Around 1,000 people gathered in the Bavarian city's biggest square for a “Celebration of Democracy,” police reported midday on Saturday.
Protestors also staged demonstrations near the city's convention centre, where the right-wing extremist NPD party is holding the weekend rally.
Some 450 protestors marched through the city from the Bamberg train station without major incident in the morning, police said.
“We will never tolerate, and never stand idly by so that our city can be brought to its knees by right-wing extremists,” said Bavarian State Secretary Melanie Huml during the protest. The city had exhausted all legal means in attempt to prevent the NPD rally from taking place.
The NPD rally is focused on electing a new leader, though it remained unclear on Saturday whether anyone would run against current party leader Udo Voigt.

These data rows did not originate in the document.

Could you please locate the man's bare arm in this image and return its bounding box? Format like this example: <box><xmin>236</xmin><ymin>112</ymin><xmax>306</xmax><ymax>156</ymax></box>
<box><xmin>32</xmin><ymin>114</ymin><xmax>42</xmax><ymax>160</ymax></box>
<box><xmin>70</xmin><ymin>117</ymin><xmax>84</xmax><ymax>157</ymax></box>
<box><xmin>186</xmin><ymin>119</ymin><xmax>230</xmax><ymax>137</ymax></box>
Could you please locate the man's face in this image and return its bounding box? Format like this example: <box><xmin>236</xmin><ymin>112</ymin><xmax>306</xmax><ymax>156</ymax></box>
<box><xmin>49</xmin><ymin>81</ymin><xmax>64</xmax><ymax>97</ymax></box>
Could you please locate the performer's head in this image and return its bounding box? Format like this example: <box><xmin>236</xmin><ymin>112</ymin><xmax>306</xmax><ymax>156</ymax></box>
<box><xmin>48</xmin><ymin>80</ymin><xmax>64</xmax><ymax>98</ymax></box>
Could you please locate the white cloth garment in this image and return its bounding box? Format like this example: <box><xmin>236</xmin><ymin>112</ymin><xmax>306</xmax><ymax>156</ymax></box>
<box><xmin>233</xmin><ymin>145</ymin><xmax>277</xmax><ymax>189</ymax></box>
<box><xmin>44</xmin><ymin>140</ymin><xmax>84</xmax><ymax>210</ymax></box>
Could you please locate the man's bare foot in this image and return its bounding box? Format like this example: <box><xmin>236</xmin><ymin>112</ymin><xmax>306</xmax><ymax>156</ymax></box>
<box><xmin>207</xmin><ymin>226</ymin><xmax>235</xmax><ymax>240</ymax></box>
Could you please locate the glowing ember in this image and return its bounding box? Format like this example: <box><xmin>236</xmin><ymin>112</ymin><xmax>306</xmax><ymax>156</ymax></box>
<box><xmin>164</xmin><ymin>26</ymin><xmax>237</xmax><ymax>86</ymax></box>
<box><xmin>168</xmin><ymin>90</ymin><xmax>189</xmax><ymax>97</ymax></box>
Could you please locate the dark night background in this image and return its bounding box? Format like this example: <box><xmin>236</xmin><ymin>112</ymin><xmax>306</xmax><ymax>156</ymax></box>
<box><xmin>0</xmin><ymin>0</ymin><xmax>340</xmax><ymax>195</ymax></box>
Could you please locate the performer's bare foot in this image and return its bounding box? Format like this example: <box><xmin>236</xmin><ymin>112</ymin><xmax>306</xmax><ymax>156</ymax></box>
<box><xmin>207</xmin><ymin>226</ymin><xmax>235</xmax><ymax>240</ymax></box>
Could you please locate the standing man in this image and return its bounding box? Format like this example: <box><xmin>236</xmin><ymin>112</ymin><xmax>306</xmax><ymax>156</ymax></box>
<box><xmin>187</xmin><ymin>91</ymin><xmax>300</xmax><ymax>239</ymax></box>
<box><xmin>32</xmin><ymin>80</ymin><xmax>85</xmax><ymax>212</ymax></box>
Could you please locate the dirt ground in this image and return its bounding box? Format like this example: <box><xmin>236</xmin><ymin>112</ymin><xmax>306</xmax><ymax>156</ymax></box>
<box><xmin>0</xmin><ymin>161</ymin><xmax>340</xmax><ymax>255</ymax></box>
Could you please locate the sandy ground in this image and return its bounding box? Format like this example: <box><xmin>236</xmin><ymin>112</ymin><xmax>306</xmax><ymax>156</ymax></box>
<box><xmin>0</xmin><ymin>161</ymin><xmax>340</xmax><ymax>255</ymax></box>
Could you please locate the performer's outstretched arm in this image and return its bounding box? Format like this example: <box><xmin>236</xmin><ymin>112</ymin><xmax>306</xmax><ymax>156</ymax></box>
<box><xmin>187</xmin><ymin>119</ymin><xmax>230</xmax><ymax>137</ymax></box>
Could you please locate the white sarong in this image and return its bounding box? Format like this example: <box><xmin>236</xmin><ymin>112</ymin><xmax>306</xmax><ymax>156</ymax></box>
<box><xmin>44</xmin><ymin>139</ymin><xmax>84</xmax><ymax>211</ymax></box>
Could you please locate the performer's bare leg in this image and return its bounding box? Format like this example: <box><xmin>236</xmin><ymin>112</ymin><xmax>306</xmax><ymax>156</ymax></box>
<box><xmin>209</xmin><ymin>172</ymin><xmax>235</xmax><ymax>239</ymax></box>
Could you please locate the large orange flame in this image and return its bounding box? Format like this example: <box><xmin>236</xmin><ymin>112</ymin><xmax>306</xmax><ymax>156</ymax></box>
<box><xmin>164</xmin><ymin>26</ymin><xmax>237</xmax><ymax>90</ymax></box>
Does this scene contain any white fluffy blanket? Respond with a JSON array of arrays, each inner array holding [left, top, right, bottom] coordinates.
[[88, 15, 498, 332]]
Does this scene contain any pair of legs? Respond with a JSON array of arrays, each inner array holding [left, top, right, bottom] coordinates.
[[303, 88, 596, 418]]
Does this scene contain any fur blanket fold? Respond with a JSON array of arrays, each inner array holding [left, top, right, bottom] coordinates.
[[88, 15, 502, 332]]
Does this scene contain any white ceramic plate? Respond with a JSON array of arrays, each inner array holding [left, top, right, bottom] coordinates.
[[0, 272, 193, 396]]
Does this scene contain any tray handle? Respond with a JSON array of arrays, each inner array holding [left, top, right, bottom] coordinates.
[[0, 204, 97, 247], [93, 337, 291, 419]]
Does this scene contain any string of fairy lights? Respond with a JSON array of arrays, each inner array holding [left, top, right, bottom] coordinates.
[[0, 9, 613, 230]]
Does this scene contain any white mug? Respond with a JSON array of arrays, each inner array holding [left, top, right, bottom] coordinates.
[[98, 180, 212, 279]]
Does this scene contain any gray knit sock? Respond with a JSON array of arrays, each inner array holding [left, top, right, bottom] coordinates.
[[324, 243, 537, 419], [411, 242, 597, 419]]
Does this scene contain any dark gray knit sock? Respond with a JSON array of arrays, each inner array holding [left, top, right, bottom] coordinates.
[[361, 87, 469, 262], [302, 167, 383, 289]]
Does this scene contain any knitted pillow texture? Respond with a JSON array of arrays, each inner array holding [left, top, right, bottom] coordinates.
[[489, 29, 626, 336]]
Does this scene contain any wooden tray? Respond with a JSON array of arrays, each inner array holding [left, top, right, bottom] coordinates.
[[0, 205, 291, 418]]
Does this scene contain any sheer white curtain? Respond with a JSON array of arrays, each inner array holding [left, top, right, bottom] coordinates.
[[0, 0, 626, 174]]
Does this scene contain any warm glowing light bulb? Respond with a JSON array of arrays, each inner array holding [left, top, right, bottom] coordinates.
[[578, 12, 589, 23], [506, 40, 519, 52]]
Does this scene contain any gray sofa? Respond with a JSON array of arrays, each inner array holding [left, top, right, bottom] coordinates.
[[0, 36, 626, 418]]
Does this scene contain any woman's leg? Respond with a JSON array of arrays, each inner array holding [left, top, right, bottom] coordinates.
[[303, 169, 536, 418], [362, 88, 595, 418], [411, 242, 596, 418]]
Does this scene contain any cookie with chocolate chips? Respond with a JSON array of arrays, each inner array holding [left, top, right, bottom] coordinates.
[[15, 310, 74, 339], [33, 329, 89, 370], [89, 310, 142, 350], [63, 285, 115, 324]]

Bamberg member of the German parliament and Christian Socialist (CSU) party member, Thomas Silberhorn, stressed that if the NPD discriminates against foreigners today, it could later discriminate against the disabled, elderly and ill, reported news agency DDP.
The debate over the NPD is not about left-wing or right-wing politics, but about “democracy and the enemies of democracy,” Silberhorn said. A ban against the NPD should be a “the collective goal of all democratic parties,” he said.
The demonstration is the latest in a series of social and legal challenges to the NPD, which holds seats in the legislatures of two eastern German states.
Some politicians have argued that banning the group altogether would be dangerous, pushing it underground and perhaps making it even more attractive to those disaffected with the politics of the day.